It’s been a busy week, and I think it’s time to reorganize my reading-about-the-media habits to make sure I get some thinkers in front of my tired eyes and not just informers.
The sometimes-annoying but often-insightful Jeff Jarvis has been around the New Media block once or twice, and he let loose a winner earlier this week called “The Last Presses.” Jarvis talks with an editor at the Guardian about the new printing presses they had just purchased.
“he shrugged and said: ‘They may be the last presses we ever own.’”
Jarvis goes on to say that we in the newspaper industry need to “stop thinking one-way and start thinking two-way…Stop thinking of what we produce as paper. We need to stop thinking of newspapers as things.”

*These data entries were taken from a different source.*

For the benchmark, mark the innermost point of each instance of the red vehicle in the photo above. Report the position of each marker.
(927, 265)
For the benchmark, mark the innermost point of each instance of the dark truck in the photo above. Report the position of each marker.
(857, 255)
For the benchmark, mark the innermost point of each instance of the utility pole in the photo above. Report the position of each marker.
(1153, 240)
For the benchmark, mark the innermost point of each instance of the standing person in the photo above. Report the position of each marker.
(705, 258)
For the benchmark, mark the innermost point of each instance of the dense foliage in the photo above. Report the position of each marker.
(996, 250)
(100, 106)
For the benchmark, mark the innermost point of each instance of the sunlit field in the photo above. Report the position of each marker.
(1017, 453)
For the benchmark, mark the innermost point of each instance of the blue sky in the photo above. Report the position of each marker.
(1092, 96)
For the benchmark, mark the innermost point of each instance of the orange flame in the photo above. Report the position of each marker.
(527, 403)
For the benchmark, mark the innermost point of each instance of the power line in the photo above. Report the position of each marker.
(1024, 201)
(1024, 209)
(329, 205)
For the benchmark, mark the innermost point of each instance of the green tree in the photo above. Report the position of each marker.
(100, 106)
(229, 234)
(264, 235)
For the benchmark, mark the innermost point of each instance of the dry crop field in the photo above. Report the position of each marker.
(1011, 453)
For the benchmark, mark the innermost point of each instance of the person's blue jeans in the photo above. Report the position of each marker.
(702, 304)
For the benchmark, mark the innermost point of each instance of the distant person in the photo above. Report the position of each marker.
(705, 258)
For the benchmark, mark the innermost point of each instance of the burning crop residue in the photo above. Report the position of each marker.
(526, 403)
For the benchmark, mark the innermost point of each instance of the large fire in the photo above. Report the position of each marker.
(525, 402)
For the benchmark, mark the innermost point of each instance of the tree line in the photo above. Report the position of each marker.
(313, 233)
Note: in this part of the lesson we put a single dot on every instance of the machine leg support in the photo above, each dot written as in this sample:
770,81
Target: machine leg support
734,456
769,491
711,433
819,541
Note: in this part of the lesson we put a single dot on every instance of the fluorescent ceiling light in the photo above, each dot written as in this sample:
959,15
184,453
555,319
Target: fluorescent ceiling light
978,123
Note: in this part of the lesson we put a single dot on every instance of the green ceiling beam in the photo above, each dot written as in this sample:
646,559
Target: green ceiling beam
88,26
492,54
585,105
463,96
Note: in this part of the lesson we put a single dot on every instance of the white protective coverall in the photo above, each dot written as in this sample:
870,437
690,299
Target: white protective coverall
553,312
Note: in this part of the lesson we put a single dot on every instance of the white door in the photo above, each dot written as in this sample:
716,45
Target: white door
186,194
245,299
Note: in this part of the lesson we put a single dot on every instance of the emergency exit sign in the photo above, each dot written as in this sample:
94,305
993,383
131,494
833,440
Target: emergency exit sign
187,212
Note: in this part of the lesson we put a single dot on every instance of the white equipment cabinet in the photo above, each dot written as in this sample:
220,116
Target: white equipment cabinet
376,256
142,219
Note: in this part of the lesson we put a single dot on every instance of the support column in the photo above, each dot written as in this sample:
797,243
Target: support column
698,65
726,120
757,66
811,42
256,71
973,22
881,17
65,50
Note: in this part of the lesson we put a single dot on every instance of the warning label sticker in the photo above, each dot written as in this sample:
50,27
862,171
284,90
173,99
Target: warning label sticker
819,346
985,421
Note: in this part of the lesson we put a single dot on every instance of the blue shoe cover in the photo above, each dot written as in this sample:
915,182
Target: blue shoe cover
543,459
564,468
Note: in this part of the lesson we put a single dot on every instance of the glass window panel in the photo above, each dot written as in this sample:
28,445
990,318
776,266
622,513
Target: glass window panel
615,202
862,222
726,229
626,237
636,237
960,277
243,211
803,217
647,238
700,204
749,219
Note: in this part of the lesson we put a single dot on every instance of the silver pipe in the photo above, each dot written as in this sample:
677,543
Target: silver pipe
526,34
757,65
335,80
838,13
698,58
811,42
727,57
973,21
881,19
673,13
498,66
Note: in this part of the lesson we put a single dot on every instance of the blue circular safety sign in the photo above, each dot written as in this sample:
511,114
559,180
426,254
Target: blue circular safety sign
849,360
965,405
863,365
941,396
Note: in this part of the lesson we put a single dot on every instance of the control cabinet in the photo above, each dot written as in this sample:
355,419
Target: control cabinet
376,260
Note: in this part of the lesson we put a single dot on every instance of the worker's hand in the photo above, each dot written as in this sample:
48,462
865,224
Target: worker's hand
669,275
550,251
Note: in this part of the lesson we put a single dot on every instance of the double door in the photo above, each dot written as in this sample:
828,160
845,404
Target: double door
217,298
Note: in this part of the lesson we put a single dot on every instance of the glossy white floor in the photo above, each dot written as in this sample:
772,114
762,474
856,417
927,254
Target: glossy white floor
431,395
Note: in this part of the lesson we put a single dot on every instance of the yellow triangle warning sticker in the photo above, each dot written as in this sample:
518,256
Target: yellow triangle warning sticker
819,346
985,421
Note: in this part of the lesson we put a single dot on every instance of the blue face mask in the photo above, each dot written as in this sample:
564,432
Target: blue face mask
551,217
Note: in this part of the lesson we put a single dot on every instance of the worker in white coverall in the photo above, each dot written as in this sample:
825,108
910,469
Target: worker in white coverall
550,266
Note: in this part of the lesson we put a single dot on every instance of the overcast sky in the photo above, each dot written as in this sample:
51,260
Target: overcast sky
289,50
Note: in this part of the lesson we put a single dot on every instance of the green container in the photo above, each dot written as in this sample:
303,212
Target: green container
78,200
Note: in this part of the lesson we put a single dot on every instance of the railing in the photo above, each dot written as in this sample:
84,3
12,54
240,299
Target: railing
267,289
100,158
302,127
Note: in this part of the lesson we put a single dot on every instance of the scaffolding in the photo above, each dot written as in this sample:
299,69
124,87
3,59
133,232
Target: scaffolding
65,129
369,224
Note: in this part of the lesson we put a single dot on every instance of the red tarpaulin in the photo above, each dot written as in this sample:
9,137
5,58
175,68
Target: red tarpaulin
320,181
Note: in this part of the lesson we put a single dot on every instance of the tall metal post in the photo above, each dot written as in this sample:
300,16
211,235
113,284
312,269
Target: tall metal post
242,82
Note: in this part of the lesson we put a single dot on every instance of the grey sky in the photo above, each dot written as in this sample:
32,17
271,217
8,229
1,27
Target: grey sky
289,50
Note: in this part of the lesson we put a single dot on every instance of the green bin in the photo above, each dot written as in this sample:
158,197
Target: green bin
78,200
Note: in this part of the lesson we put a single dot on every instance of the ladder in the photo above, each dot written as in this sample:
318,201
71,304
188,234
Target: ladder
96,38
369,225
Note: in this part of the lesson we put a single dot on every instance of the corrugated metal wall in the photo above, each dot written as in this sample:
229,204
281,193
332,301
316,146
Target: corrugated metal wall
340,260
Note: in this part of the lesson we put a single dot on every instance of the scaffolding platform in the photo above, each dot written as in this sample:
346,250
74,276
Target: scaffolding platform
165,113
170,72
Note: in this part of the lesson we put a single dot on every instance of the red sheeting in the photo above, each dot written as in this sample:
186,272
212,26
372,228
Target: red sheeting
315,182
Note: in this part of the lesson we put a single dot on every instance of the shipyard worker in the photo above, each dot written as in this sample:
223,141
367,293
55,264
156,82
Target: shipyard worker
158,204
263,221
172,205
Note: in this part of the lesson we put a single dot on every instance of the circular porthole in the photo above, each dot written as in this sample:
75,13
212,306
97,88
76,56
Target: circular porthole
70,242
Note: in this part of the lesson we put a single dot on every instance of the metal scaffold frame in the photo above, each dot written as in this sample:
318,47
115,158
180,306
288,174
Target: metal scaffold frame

Newspapers are no longer things.
It’s a long piece, and worth the read just to get to the money at the end:
“…what struck me so much about the contrast I saw between Europe and America. Here, we are talking about saving newspapers and hanging onto the past for dear life. There, they are talking about what comes next and they’re in a mad dash to get there.
The idea that the presses we own may be our last is not cause for mourning but for invention and investment. We have no choice.”
So what are our choices? Get on the bus, ladies and gentlemen, the ride is just beginning.
[tags]newspapers, new media, journalism, online journalism[/tags]
Comments
2 responses to “Should we be saving sinking ships, or building hovercrafts?”
Annoying? Annoying? I’m crushed.
Thanks for the linkage and otherwise kind words…. See you on the bus.
And since you’re in j-school and I’ll be teaching and annoying students in j-school next year, I’d like to hear what changes you think j-schools should be undergoing to deal with this new world.
The jist of what I wrote Jeff in an email:
An Online track is the way to teach students the variety of skills they need to be an online editor, designer, or producer. “Writing for the Web” is a writing class, not a using-the-Internet class. We need both.